Les chercheurs ont analysé rétrospectivement les données de 8 102 patients (6 497 hommes, soit 80 %, et 1 605 femmes, soit 20 %) qui ont subi entre 1971 et 2012 une cystectomie radicale dans le traitement d'un carcinome urothélial de la vessie (CUV).
De manière générale, il est apparu que les sujets féminins sont plus âgés au moment de l'intervention (p = 0,033) et le stade de leur maladie est plus élevé et classé T3/T4 (p < 0,001). Il ressort d'une analyse univariée que les femmes ont présenté un risque plus élevé de rechute de la maladie (p = 0,022), mais cette constatation n'a pas pu être confirmée dans une analyse multivariée (p = 0,11). Le modèle statistique a bien démontré que le fait d'être une femme constituait un facteur prédictif indépendant pour la mortalité due au cancer (p = 0,004).

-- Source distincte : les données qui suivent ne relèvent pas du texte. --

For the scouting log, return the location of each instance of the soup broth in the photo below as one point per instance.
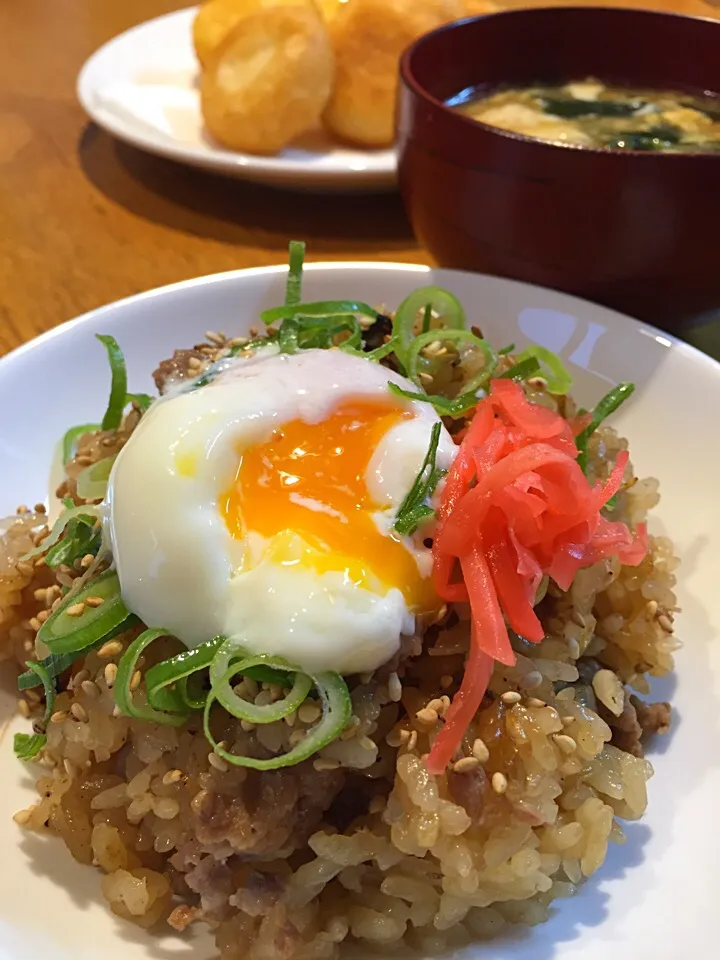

Aucune interaction significative n'a pu être constatée entre le sexe, le stade de la maladie, les métastases ganglionnaires ou l'envahissement des vaisseaux lymphatiques (toutes les valeurs p > 0,05).
Les femmes présentent donc un plus grand risque que les hommes de mortalité due au cancer après une cystectomie radicale. Étant donné que cette différence entre les sexes n'est pas liée aux différences en termes de stade de la maladie, de métastases ganglionnaires ou d'envahissement des vaisseaux lymphatiques, il faut en chercher la raison ailleurs. Les chercheurs avancent qu'une différence dans les soins et/ou la biologie du CUV pourrait expliquer la différence constatée dans les résultats entre les sexes.